We could say a lot about the move to ACTFL’s Three Modes of Communication by the College Board AP Exams. Indeed, we have already done so, in a discussion that has lasted since May, 2011 when Robert first brought it up. The intensity of the discussion over the ensuing months revealed that many of us who were thinking, had been thinking, along the same lines. To read some of those discussions, click on the “assessment” categories to the right of this page, especially “assessment/Robert Harrell”.

Then, I’m not sure how, this month, we ended up with an actual assessment tool that allows us to tie our objectives and assessments to our students’ habits of learning. The words in italics there was an actual sentence written up by Annemarie when she came from Maine for the Odyssey/TPRS training when Jason was here. It came from a comment she posted on this site.

The actual assessment document does not include a rubric, since all of us are tied to different grading systems, but the document provides the wind power  to make our own indivdual rubrics fly. The document revealed, finally, the importance of the metacognition piece that has been sadly missing from our students’ daily palate of things to do in our classrooms for decades if not centuries.

We don’t even have a name for this instrument, but, for now, I am calling it the Metacog Railway that goes up Taxonomy Mountain at the end of each class and that will definitely be in the form of a big poster to invite introspection by the kids about how they are learning and what behaviors they are manifesting in our classes, which alone brings about the self reflection necessary to make comprehensible input work in our classes.

Now, there is going to be a lot of hot air about this AP change to the three modes and the metacognitive piece among our colleagues who still teach the old way. Michele’s comment about her furious Russian colleage is just the beginning. It will be a strong defensive reaction born of a deep realization that everything those teachers have ever done in their classrooms is fundamentally wrong.

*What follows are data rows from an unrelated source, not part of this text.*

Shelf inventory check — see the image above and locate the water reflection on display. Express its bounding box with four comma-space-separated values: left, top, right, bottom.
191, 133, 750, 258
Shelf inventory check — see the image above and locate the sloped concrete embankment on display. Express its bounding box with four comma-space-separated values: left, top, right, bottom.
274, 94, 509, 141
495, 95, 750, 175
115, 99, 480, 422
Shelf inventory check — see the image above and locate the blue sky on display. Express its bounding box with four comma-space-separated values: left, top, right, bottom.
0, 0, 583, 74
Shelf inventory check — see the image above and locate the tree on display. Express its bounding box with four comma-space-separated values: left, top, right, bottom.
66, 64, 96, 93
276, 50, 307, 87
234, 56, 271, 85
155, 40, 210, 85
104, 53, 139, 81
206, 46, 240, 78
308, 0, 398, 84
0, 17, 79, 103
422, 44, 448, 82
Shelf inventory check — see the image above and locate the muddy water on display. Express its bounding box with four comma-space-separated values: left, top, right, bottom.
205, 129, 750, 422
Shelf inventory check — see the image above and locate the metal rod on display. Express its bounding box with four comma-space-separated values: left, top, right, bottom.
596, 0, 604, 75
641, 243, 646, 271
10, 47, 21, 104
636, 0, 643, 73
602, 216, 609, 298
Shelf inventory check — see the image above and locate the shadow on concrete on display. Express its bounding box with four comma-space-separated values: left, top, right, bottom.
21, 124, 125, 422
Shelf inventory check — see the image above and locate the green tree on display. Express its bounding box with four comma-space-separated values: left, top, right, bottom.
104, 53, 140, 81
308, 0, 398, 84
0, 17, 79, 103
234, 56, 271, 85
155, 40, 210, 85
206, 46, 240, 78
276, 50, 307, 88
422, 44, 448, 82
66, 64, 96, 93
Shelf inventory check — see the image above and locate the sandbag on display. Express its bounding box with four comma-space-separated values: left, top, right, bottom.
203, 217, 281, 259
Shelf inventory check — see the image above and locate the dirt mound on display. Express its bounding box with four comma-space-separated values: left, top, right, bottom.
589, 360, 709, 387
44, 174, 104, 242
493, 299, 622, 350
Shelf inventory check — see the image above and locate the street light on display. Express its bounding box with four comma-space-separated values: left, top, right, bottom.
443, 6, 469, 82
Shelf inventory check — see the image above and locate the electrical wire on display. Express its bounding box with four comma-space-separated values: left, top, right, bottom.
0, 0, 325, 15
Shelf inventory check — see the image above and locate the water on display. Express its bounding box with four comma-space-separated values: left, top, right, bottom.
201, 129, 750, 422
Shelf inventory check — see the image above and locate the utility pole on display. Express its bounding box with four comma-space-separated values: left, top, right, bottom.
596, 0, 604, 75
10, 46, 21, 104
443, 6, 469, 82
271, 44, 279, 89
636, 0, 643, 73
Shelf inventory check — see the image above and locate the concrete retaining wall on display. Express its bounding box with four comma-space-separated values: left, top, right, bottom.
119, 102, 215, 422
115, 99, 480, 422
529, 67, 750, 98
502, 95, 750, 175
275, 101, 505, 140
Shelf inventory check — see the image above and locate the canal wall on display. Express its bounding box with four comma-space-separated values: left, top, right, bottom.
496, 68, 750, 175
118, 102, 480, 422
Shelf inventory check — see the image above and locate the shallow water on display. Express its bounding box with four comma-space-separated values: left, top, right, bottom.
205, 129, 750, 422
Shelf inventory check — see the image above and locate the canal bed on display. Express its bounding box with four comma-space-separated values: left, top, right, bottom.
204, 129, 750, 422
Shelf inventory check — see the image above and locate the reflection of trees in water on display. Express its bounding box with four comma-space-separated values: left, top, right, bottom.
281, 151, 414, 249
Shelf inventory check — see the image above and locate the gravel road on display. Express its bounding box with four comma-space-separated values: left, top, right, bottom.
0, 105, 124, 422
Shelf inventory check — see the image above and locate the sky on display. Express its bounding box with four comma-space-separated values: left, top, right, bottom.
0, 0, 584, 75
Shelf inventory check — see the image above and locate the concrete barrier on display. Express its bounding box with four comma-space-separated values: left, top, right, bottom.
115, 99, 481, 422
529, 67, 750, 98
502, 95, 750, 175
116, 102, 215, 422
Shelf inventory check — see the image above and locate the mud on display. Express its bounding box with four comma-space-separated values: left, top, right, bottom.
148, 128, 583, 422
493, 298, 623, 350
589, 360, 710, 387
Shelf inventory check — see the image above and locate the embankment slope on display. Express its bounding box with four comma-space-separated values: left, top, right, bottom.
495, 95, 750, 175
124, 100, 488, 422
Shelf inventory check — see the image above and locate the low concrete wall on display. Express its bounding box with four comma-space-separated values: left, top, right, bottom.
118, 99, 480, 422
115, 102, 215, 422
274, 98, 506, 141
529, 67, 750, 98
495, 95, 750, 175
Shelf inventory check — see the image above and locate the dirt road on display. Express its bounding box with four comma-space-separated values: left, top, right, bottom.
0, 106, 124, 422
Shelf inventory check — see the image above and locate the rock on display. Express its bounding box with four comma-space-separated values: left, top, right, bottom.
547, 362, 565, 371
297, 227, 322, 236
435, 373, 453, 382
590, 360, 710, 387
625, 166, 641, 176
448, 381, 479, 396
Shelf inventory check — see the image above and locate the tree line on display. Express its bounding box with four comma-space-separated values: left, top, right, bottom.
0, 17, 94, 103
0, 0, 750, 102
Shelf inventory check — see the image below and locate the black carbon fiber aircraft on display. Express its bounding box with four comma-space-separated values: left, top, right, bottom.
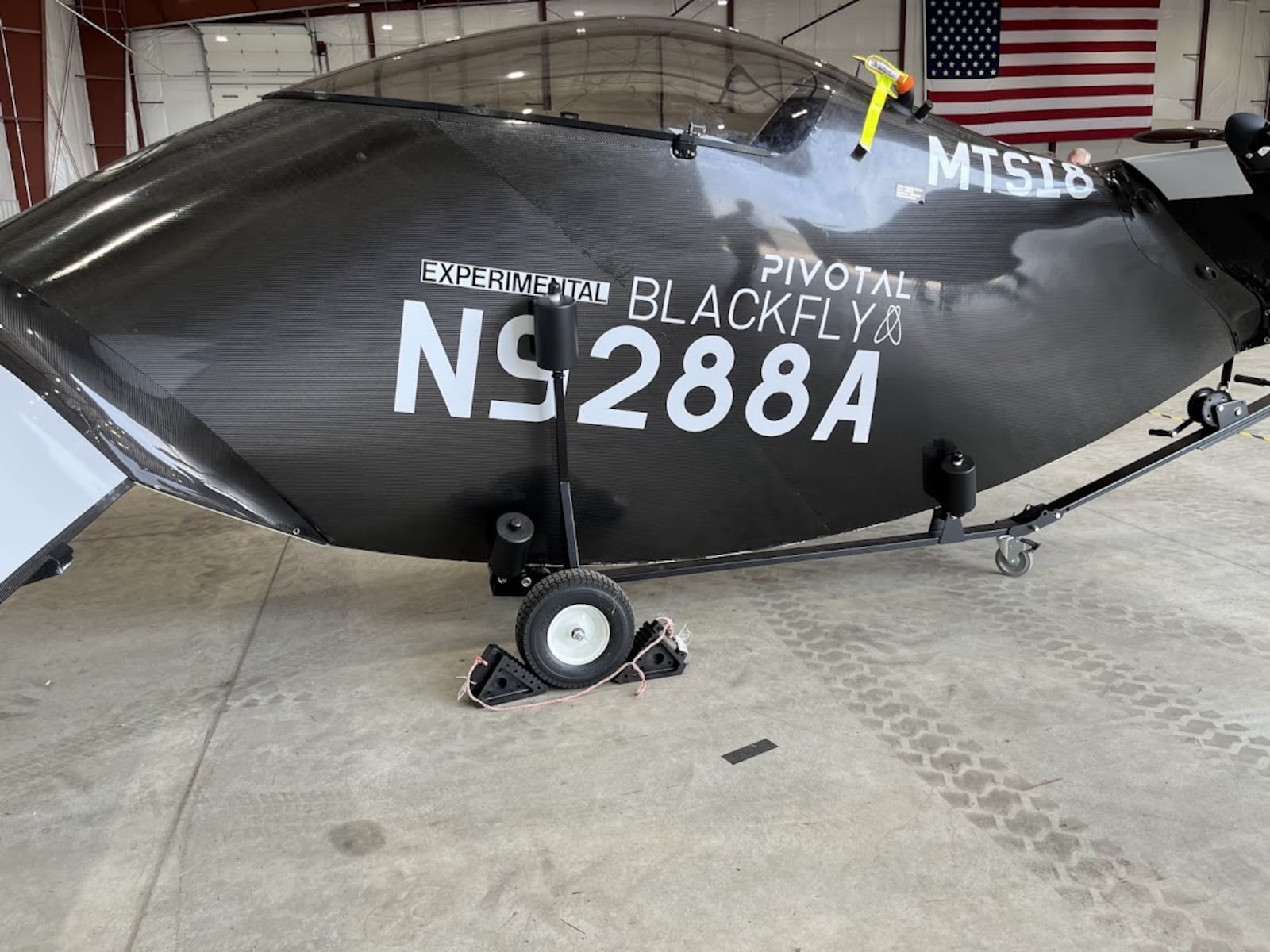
0, 17, 1270, 687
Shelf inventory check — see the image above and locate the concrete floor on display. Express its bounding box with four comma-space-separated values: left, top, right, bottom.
0, 357, 1270, 952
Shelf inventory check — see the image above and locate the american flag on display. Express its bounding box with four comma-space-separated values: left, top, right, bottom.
926, 0, 1160, 142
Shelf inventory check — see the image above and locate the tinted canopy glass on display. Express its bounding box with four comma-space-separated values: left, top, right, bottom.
289, 17, 851, 151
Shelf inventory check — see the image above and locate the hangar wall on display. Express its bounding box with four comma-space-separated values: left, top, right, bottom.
121, 0, 1270, 159
0, 0, 1270, 225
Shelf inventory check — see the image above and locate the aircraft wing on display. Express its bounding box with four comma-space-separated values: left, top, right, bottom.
0, 366, 131, 601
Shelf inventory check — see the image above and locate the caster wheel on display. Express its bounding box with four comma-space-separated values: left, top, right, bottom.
516, 569, 635, 688
995, 548, 1031, 579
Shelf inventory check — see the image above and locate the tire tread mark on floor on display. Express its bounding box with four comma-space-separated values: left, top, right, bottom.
123, 538, 291, 952
747, 570, 1262, 952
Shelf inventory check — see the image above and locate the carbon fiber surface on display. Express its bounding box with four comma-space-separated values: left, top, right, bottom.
0, 17, 1259, 562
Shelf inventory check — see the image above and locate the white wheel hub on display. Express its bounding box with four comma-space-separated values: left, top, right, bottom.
548, 605, 610, 665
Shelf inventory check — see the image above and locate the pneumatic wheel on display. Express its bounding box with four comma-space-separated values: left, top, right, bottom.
997, 548, 1031, 579
516, 569, 635, 688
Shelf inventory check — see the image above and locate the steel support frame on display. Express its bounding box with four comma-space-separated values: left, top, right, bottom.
0, 0, 48, 208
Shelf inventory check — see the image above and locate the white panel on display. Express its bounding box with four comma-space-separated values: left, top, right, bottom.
1229, 4, 1270, 116
548, 0, 686, 21
123, 62, 141, 154
44, 0, 95, 194
197, 23, 316, 116
129, 27, 212, 144
313, 14, 371, 70
0, 367, 125, 597
371, 10, 424, 56
451, 2, 538, 36
1129, 144, 1253, 202
737, 0, 917, 75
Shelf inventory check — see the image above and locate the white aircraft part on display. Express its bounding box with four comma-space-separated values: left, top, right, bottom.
1124, 144, 1253, 202
0, 367, 127, 597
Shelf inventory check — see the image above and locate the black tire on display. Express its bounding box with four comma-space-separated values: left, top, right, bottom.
516, 569, 635, 688
995, 548, 1033, 579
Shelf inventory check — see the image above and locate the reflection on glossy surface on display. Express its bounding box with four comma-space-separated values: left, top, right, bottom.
0, 17, 1260, 561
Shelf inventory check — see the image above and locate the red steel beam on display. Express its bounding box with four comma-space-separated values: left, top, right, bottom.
76, 0, 129, 169
1192, 0, 1213, 121
0, 0, 48, 208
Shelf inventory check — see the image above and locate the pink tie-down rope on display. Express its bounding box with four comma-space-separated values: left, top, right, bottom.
459, 618, 675, 712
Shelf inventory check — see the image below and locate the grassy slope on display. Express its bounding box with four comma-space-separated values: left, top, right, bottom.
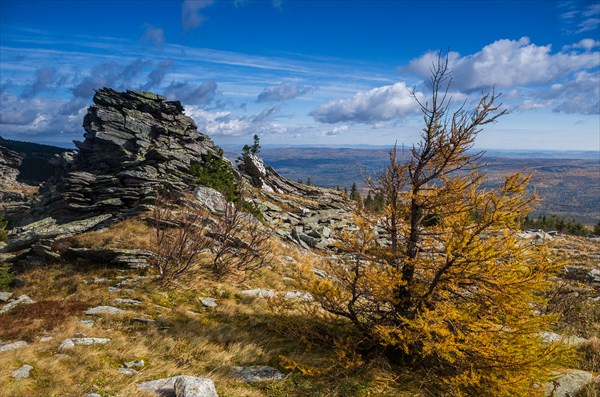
0, 220, 600, 397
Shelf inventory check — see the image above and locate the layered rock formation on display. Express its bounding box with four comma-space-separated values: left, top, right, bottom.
39, 88, 223, 219
4, 88, 221, 251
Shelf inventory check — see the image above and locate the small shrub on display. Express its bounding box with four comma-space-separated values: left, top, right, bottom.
0, 214, 8, 241
189, 155, 238, 202
0, 300, 88, 341
0, 266, 15, 289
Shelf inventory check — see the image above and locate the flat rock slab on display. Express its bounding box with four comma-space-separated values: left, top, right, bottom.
0, 295, 35, 313
0, 291, 12, 302
0, 340, 27, 353
282, 291, 314, 302
123, 360, 145, 368
85, 306, 125, 316
240, 288, 277, 298
540, 332, 588, 346
137, 375, 219, 397
200, 298, 217, 307
58, 338, 110, 350
119, 368, 137, 375
113, 298, 142, 305
546, 369, 593, 397
12, 364, 33, 380
233, 365, 284, 383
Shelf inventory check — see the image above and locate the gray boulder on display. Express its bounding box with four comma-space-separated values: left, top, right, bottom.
12, 364, 33, 380
233, 365, 284, 383
546, 369, 593, 397
137, 375, 219, 397
85, 306, 125, 316
0, 295, 35, 313
58, 338, 110, 350
0, 340, 27, 353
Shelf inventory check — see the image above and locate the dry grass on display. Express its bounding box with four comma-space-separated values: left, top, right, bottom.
0, 256, 415, 397
0, 230, 600, 397
57, 217, 154, 250
0, 300, 88, 342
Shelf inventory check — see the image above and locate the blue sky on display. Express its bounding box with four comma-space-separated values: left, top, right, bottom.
0, 0, 600, 150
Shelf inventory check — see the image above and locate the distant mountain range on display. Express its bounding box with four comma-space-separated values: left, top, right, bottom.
0, 137, 600, 224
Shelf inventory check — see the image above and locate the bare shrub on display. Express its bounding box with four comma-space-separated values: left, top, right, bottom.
151, 192, 211, 284
208, 182, 271, 279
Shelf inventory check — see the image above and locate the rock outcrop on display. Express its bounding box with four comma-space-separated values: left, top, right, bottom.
38, 88, 223, 219
3, 88, 222, 252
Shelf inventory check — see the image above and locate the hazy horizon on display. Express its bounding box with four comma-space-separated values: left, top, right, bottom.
0, 0, 600, 150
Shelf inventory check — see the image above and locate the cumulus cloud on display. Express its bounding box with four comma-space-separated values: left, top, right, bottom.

It will finally reveal the truth that grammar/trasnslation book/computer based methods have unnecessarily shamed hundreds of thousands of students who, had they been given the right environment, could have easily learned a language in spite of the protestations and cutting remarks of their teachers.

We must note that such teachers never seemed to be able to create a defined articulation path from 7th to 12th grade. this always seemed to be an accident involving the personal teaching preferences of individual teachers, but in reality there was no defined articulation path because there was no truth of pedagogy there. Now a truthful path as been found, one that is  based on the way people actually learn languages.

The truth wil finally come out that the only reason that those teachers were able to get away with what they were doing, which most of them labeled as an “eclectic” approach, was that the smart kids in the room made them look like they were doing good teaching, which they were not.

Take away those smart kids, that 4% of their student populations, and suddenly no students in their schools pass the AP Exam – it all becomes a joke – and immediately they are emporors and emporesses sans clothes. Many jobs will be lost.

We must stay conscious of what is really happening here. It is the end of one way of doing things on the AP and the beginning of a new way. A deep and dramatic paradigm shift that has been decades in coming, since 1963 (see the category by that name for more information), has finally reached its tipping point.

So I want to say here again that the eclectic approach to the teaching of foreign languages is officially dead. But the problem is that, for some years into the future, this fact will be distorted and strong reactive attempts to justify all sorts of pointless activities that mix English with the TL will be made as frantic traditional teachers stubbornly cling to the only way they know how to teach, which largely shames most kids into thinking that they are stupid when it comes to learning a language.

Therefore, we need to be aware and ready to always return the discussion about the change in the AP exams to the facts: foreign language students need to hear the language and read it first for a few years before outputting it in the form of writing and speaking. (Krashen said to our group in my classroom a few weeks ago that he thinks that the ENTIRE FIRST YEAR should be nothing but listening).

We need to absolutely remember what is going on here.